A strong economy and limited housing stock has propelled prices on the Mediterranean island by 17% in the second quarter of this year compared to the same time a year ago, according to the report published Tuesday. A growing tech industry in Malta has boosted the country’s economy, which grew by 6.6% in 2017.
Malta unseated Hong Kong, which had the strongest annual price growth in the first quarter of this year and has led Knight Frank’s quarterly Global House Price Index nine times since 2009. Home prices in the autonomous Chinese region grew 15.9% in the second quarter compared to a year ago.

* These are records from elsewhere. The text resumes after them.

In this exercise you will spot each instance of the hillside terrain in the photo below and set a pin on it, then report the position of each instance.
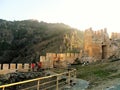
(24, 41)
(100, 75)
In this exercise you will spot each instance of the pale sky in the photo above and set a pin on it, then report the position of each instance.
(80, 14)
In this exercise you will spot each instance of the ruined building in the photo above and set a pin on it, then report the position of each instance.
(98, 45)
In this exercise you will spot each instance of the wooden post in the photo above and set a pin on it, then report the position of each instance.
(57, 83)
(3, 88)
(38, 86)
(68, 77)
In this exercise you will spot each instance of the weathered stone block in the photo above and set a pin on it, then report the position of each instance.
(5, 66)
(12, 66)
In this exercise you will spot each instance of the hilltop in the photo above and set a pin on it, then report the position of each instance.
(24, 41)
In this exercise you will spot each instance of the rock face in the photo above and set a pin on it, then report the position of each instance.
(98, 45)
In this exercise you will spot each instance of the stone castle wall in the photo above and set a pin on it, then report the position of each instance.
(96, 43)
(115, 35)
(51, 59)
(9, 68)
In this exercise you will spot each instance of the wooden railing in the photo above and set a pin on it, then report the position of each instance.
(54, 82)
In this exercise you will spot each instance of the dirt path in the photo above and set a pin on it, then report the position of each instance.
(107, 84)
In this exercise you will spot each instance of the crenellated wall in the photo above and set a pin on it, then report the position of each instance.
(51, 59)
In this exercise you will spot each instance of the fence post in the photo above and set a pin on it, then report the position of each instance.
(57, 83)
(68, 77)
(38, 86)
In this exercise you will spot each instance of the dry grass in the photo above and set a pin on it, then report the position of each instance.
(99, 72)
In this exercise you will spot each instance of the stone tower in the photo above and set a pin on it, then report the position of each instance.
(96, 43)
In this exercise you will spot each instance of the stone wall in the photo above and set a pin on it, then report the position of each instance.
(115, 35)
(52, 59)
(9, 68)
(96, 43)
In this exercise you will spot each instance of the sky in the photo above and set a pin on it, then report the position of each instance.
(80, 14)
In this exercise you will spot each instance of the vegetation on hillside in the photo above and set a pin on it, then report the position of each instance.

Compared to the rest of the world, the double-digit growth in Malta and Hong Kong is exceptional. Globally, prices grew at a modest rate of 4.7%, the slowest level in nearly two years.

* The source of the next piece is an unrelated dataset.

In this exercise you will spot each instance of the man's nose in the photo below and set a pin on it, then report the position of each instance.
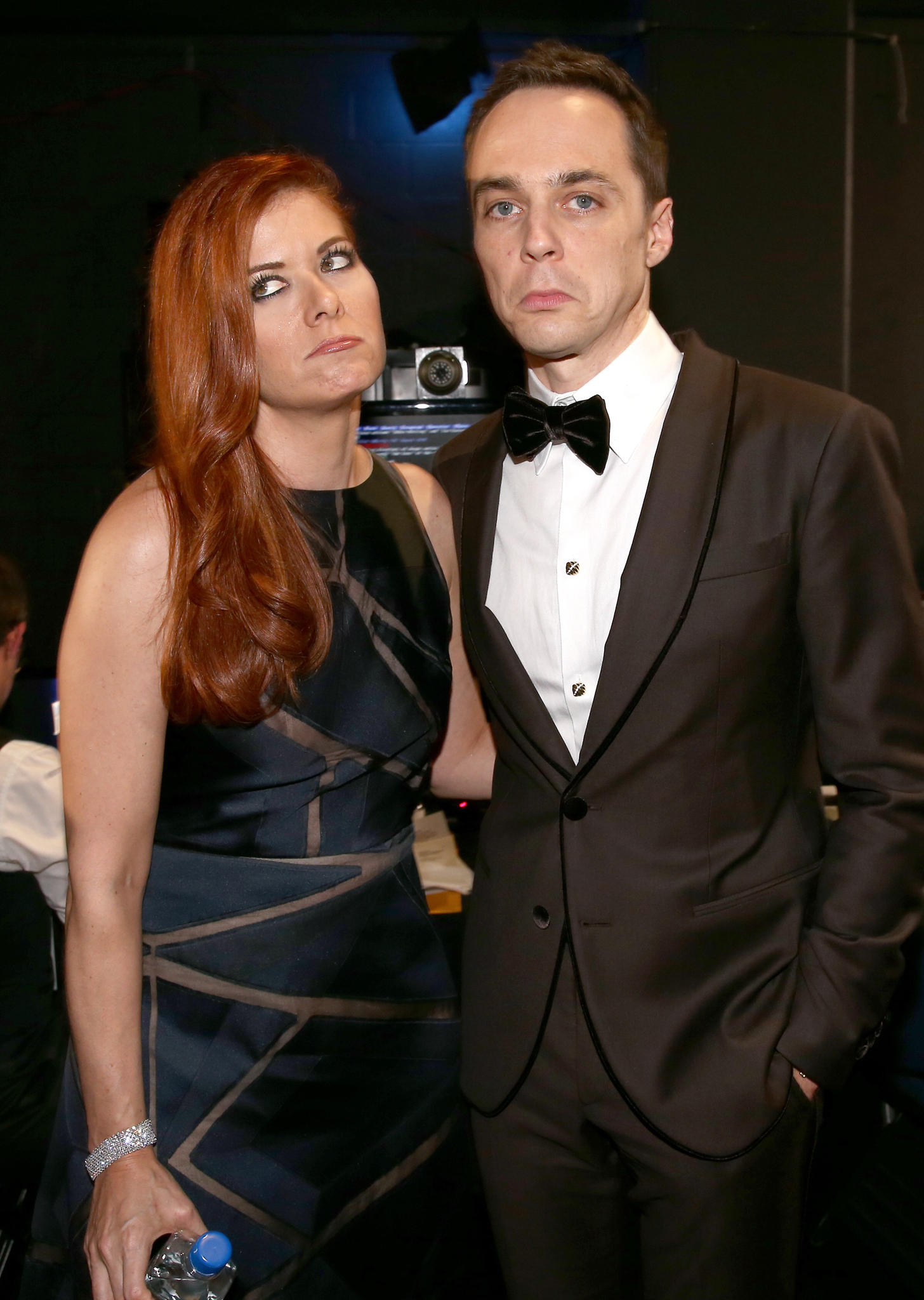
(541, 242)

"The rising cost of finance, an uncertain political and economic climate and currency instability in some markets is likely to be tempering demand," wrote Kate Everett-Allen, author of the report and part of Knight Frank’s international residential research team.
Rising mortgage rates and new government regulations are expected to moderate Hong Kong’s runaway housing market, according to the report. The city, along with New Zealand and Singapore, have all introduced new measures this year, including extra taxes or bans on foreign buyers, which are meant to cool rapid price growth.
Meanwhile, there are still areas of the world where housing prices have yet to return to their pre-financial crisis peaks. Saturday marks one decade since the collapse of Lehman Brothers—the beginning of the global crisis—and there are still a dozen countries tracked by Knight Frank where prices are still below their 2008 levels.
They include Spain, Greece, Russia and Ireland—though Ireland is now zooming forward with annual price growth at 12% in the second quarter compared to a year ago.
Meanwhile, only seven countries are experiencing negative price growth. Average prices fell 4.5% in Ukraine, 1.6% in Peru and 1.3% in Saudi Arabia in the second quarter of 2018 compared to a year ago.
Ms. Allen-Everett writes: "Our analysis shows that whilst fewer markets are seeing a decline in house prices, where prices are rising, they are rising at a more moderate pace."